If you had to choose one of the frogs in the two frog clearing, then the outcome spread of knowing one is male would matter and we'd get into the statistics fuck zone (although in that case the answer is go towards the lone frog because in the clearing you have a sub 50% chance of choosing a female if choosing blindly). But you don't have to choose and they asked a much less interesting question as a result.
Also we already licked a frog and that's why we're hallucinating in the first place, leading to a chain reaction of delusions as we leave a trail of extremely unhappy frogs in our wake.

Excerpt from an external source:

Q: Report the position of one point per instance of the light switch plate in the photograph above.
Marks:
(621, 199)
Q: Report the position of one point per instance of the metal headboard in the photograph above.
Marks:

But as with many of these hypotheticals, I feel like trying to write a story around it overcomplicates it and makes it more confusing, rather than providing a grounding that you can use to try and figure it out for yourself
HH, HT, TH, TT
is a distribution of potential tosses based on the assumption that you haven't observed either of the tosses yet. Once you observe the first coin, some of the combinations become immediately impossible. It's also place agnostic, but if we have to specifically choose the female we can't be place agnostic because we need to choose a specific coin. We already know one of the coins is Heads, so one of HT or TH can't happen. To illustrate it visually:
HH HT TH TT
Let's take red H as our known male. He's already flipped a heads and we've confirmed that via hearing the croak. The outcome
TH
Is therefore impossible because we know the coin/frog that would be T here is definitely H. Blinding the frogs doesn't affect this - one of the coins is already flipped, you've observed the result, it is an H. The other coin has a completely independent probability.
But if there's no story how can I take the piss out of the scenario? Math is just logic and sometimes puns, there's no material for me to work with.